Imaging differential diagnosis
Within the broad spectrum of myopathies, knowledge of the characteristic MR imaging patterns of muscle disease is a requisite for maximizing diagnostic accuracy [27]. Although these patterns may be diagnostic in the appropriate clinical context, additional MR imaging alterations in muscle may include abnormal low signal intensity on T2-weighted images, representing calcification, fibrosis, hemosiderin deposition, gas, and foreign bodies. The presence of methemoglobin in muscle, proteinaceous material, melanin, or gadolinium-based contrast material may account for high T1 signal intensity in muscle [28].

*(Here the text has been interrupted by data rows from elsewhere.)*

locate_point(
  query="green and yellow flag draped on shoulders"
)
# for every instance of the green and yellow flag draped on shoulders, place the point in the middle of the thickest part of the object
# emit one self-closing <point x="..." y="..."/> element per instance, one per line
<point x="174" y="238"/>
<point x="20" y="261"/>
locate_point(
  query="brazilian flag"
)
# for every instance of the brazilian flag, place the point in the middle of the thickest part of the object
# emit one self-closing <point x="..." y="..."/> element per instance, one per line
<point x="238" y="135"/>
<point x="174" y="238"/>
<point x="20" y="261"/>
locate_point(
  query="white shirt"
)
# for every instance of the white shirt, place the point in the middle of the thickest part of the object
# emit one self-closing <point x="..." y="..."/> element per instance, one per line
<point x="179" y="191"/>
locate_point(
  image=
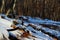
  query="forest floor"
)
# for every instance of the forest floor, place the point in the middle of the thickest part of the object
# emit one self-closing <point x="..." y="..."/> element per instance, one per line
<point x="31" y="28"/>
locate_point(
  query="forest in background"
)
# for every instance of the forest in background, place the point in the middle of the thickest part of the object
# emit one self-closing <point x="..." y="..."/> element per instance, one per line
<point x="49" y="9"/>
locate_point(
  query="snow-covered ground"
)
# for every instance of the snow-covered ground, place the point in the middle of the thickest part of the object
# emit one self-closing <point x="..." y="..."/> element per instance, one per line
<point x="36" y="31"/>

Because the potential causes for abnormal signal intensity in muscle are diverse, recognition of the three basic patterns may help narrow the differential diagnosis or suggest a specific diagnosis. The “muscle edema pattern” is the most common pattern of altered muscle signal intensity and may be observed with trauma, rhabdomyolysis, vascular insults, subacute denervation, and infectious/inflammatory myopathies. The “fatty infiltration pattern” is often associated with atrophy and can be seen in cases of hereditary myopathy, chronic muscle injury, disuse, and corticosteroid use. The “mass lesion pattern” is commonly seen with neoplasms, infection, traumatic injuries (myositis ossificans), and muscular sarcoidosis. Assignment of a muscle disorder to one of the three major MR imaging-based patterns may simplify the diagnostic approach for myopathy. However, it should be emphasized that in some instances, the MR imaging findings of muscle disease may reflect the underlying gross pathologic changes rather than provide features for specific imaging diagnosis, and, as such, a wide range of clinical differential diagnoses may eventually need to be entertained.